April 25, 2001
NV Halts Dereg; NY Sees Soaring Prices; PJM in Grid Revenue Battle
Nevada dealt deregulation a major setback last week and the New York Independent System Operator warned that, without new power supplies and improvements in the transmission grid, wholesale power prices in the summer of 2005 could run 46% higher on average than last summer. Competition in the Pennsylvania-New Jersey-Maryland market was seen threatened by a fee levied on power marketers.
A new Nevada law signed last Wednesday (April 18) by Gov. Kenny Guinn repealed that state's deregulation and put a moratorium on selling any power plants in the state. It also put on hold Sierra Pacific Resources' proposed acquisition of Portland General Electric.
Walter Higgins, CEO of Sierra Pacific Resources, called the action a "bold move" by the Legislature and the Governor since it assures that the state's two major electric companies can recover all of their future costs. He said this focuses "on the real problem that threatened every consumer and business in Nevada.
Concurrently, Sierra Pacific, holding company for Nevada Power and Sierra Pacific Power, suspended its first quarter dividend as a means of conserving cash, citing the region's continuing high wholesale power costs and uncertainty among policymakers. Senior vice president & CFO Mark Ruelle said the dividend policy will be reviewed at the May 21 board meeting, adding that, while suspension of the payout will save "less than $20 million . . . every dollar counts at times like this."
Moody's Investors Service said it would continue its review of the parent company and its two utilities but did not consider the dividend suspension "to be material enough to warrant a rating action at this time."
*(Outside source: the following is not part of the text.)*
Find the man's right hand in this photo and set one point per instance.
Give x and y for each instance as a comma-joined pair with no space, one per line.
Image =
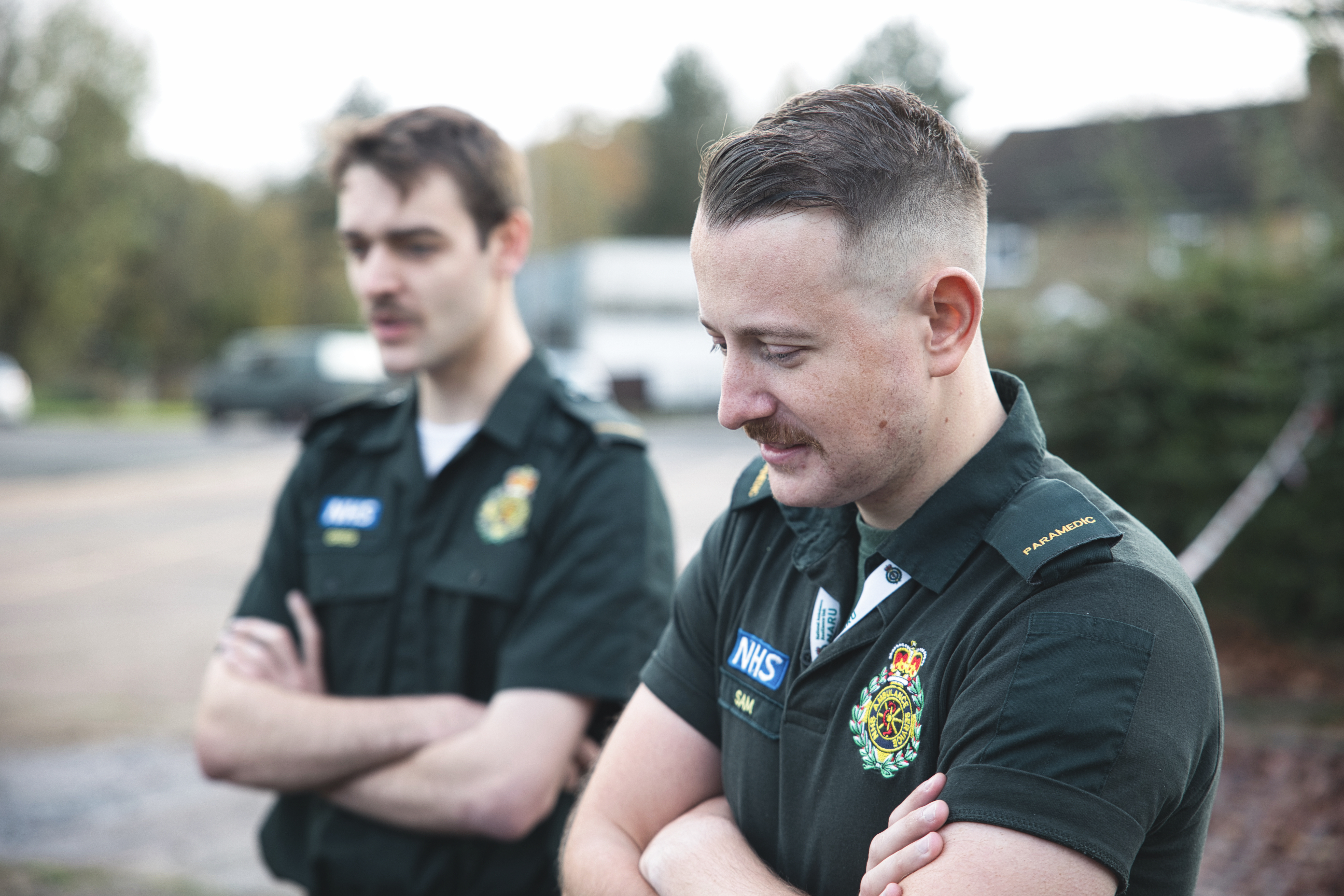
264,651
909,843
Along with potential cash flow issues related to the soaring wholesale power costs Sierra Pacific faces the delay of its proposed power plant sales, estimated at $1.7 billion for all 7, and the likelihood its will not be able to complete its proposed $2 billion takeover of Portland General Electric from Enron.
In an annual assessment of New York electric markets, David Patton, an independent advisor to New York-ISO reported that the 46% increase in the price of electricity would occur even with the addition of 1,500 Mw of new generating capacity since last summer.
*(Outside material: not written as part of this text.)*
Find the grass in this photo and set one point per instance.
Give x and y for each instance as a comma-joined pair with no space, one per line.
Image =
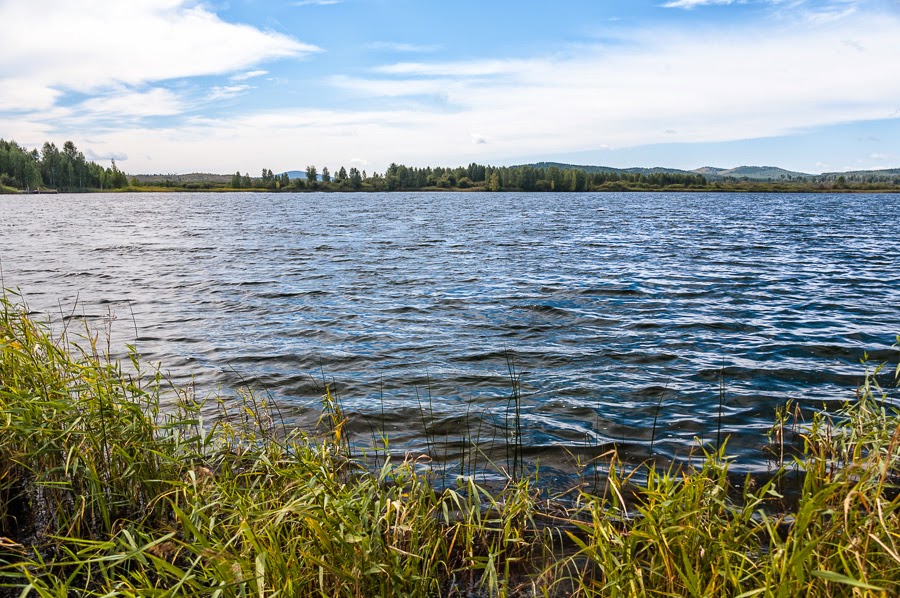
105,493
"Over the past five years, barriers have prevented meaningful new investment in generation and transmission facilities," he said and added that the higher prices are "largely the result of an increased frequency of price spikes." He cited as an example the June 26, 2000 price spike, one of two last summer, that accounted for 20% of the average energy price for June in eastern New York. About 95% of the state's wholesale power is traded an the day-ahead market where utilities tell the ISO how much power they need and what they are willing to pay for it.
Lacking new power supplies and improvements in a congested transmission grid, "markets will grow increasingly vulnerable to substantial price increases," Patton stated in his report.
In its March report, New York-ISO predicted that, without new power generation, prices would rise by 10% to 15% across the state and 15% to 20% in the New York City region by 2005. That report did not single out prices in summer months. CEO William Museler, said that the ISO forecast was "conservative" by intent but Patton's higher prediction was "realistic."
The PJM battle is based on a fee levied on power sellers throughout the Northeast. Designed to encourage more power plant construction, it is levied against marketers who do not have their own power plants or long-term contracts to buy power from other suppliers. But Marc Manly, managing director of law & government affairs for New Power, a retail power seller, said that the fee is "a competitively non-neutral charge (that) really threatens the competitive market" since the smaller power operators do not own power plants and many do not have the long-term contracts.
PJM Interconnection has asked the Federal Energy Regulatory Commission to make it easier for those smaller operators to compete. Its reliability committee has proposed dispersing revenues from the fees to non-generating power sellers on the New England grid as a means of promoting competition.
Manly suggested that all grid users be charged the same rate for using transmission lines and using some of the revenue for loans for building new power plants. However, PPL opposed the PJM plan in a letter to FERC, saying: "PJM is now proposing to change this system. It asks the Commission to approve a complex scheme by which most of the capacity deficiency charge revenues is distributed back to (load-serving entities) that have provided no capacity beyond that necessary to support their own obligations."
But wholesale market problems are not confined to this country alone. A new report warns that a serious electricity shortage similar to California's power crisis looms for millions of Europeans. The report on 17 wholesale electricity markets by ICF Consulting advised that several Nordic countries face a severe power shortage next winter if hydro levels do not return to normal. It added that such shortages will create extremely high prices on the Nord Pool and, possibly, regional blackouts.
"The Nord Pool spot market will see significant price spikes if a cold spell combined with normal or below-average hydro conditions occur," noted managing consultant Neil Cornelius. He pointed out that incidental price spikes already occurred under favorable conditions as cold weather drove up demand and a submarine cable linking Scandinavia with continental Europe tripped.
"We expect to see price spikes in the hundreds or thousands of Euros/Mwh," he added. "We've seen this in the U.S. and there is no reason to believe that it can't happen here. My advice to consumers in the Nordic countries is to lock up your retail electricity rates now, before it's too late."